I'm three weeks in and I sometimes feel that way. I switched one of my meals to a grape drink from Nashua and that has helped a lot. Keep with it! You can do this!

Michelle

MrPhillips 07-19-2014 08:49 AM

Quote:

Originally Posted by Kawaii1002 (Post 5043169)
I'm not a re-starter, but I have one small suggestion for the original poster Erica. If possible, change up your signature and ticker. I only say that because every time you see your posts, it sits there like a subconscious judgement or accusation. You CAN get to the point where you are happy again, but being gentle with yourself during the time when you're trying to regain momentum and strength might be the right thing to do.

I agree you need to put the past in the past and start fresh. Think of every day as a brand new day and you can do it one day at a time!:)

Michelle

caroling56 07-19-2014 09:32 AM

Been there, done that....
 
Hello, I am new to IP, but not new to this dilemma. I lost 50 on WW back in 2002. Slowly but surely it came back.

I have to believe where there's a will there's a way. First we need to be willing to accept where we are, and the only way out is change.

Change how we look at food. Food should be sustenance for our body, not a punishment or reward.

We must realize that destination diets never work.

For years I have said "losing is the easy part (yeah right), but keeping it off is the hard part.

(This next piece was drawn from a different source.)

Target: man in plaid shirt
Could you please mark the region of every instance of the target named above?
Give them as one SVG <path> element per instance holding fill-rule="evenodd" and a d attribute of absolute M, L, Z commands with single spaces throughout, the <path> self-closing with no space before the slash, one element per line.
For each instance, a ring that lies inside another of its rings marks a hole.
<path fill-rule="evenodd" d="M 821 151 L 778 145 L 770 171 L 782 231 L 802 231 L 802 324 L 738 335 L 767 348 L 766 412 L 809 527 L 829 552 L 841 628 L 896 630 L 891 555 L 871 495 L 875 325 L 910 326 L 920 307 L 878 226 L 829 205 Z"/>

If it were easy, we would all be rich and thin!!!

Know that you are not alone, together we can fight this battle and win the war!!:)
Hang in there, because you are worth it,,, we are all worth it!!!:D

BlueBell101 07-19-2014 03:04 PM

Attitude is everything........keep on keeping on!!!

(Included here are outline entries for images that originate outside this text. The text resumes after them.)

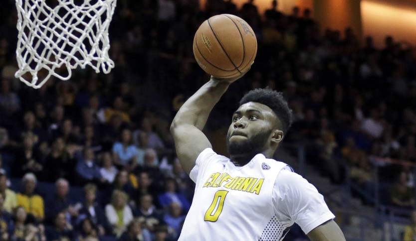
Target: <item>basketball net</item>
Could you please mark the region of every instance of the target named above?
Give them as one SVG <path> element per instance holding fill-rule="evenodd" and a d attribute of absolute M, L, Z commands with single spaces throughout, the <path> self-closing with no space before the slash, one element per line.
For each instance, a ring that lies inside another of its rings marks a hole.
<path fill-rule="evenodd" d="M 19 70 L 14 76 L 37 89 L 52 76 L 69 79 L 78 66 L 89 65 L 97 73 L 101 66 L 109 73 L 114 63 L 108 56 L 108 28 L 117 0 L 55 1 L 51 6 L 46 0 L 16 0 Z"/>

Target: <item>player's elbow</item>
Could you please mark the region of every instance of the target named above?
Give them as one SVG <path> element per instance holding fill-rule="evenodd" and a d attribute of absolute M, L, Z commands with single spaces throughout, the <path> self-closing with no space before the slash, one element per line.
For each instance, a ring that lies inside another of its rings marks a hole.
<path fill-rule="evenodd" d="M 171 124 L 171 134 L 173 135 L 175 135 L 176 133 L 178 133 L 178 129 L 181 126 L 181 122 L 178 121 L 178 120 L 174 119 L 172 121 L 172 123 Z"/>

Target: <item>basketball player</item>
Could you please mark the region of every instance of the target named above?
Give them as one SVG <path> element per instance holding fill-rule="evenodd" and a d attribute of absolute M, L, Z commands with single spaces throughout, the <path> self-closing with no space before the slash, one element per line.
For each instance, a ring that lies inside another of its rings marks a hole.
<path fill-rule="evenodd" d="M 296 223 L 313 241 L 345 241 L 315 187 L 271 159 L 291 122 L 281 94 L 269 89 L 247 93 L 228 128 L 230 158 L 211 149 L 202 130 L 214 106 L 240 77 L 211 77 L 172 124 L 178 157 L 196 183 L 179 240 L 282 240 Z"/>

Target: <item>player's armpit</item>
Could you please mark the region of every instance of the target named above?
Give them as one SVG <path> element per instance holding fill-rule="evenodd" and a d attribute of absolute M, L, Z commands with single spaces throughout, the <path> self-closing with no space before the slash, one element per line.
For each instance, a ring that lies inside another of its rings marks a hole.
<path fill-rule="evenodd" d="M 189 174 L 200 153 L 207 148 L 212 148 L 212 145 L 205 134 L 192 124 L 173 124 L 171 132 L 178 158 L 182 168 Z"/>
<path fill-rule="evenodd" d="M 308 233 L 312 241 L 343 241 L 345 237 L 334 220 L 330 220 L 313 229 Z"/>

PatPat 07-19-2014 03:38 PM

erica... breathe.

then change your signature. and fill it with new goals.

maybe you have to try a new way, one you can stick to :). set a new goal, be positive, and move on. do not blame or hate yourself. like yourself for all you have dealt with besides that one weight loss thing.

it reall is just ONE THING in life.

I hope you can read us still and come back to read us :)

patpatpat

rhondamarie 07-19-2014 03:59 PM

Erica, I know exactly how you feel. I lost some of my weight last year for my son's wedding. I could get into a normal size dress, by March the same dress did not fit me. I restarted Ideal Protein again. I keep trying and reading this sight. I find it does help. Good Luck

TBCourt 07-29-2014 02:04 PM

Ericca, how are you doing? Everyone else?

I just had my 3rd weigh in and I lost 3.4! 9.6 total in just 3 weeks. I feel like I have done better this time around than the first time. Although I still allow a few minor cheats here and there (cheese, a bite of something to taste it), I am not cheating as much as I did before, and I'm not tempted either. I think my determination comes from the desire to get to my goal weight as quick as possible so I can begin maintenance again, and do it right this time! Hope you are all doing well!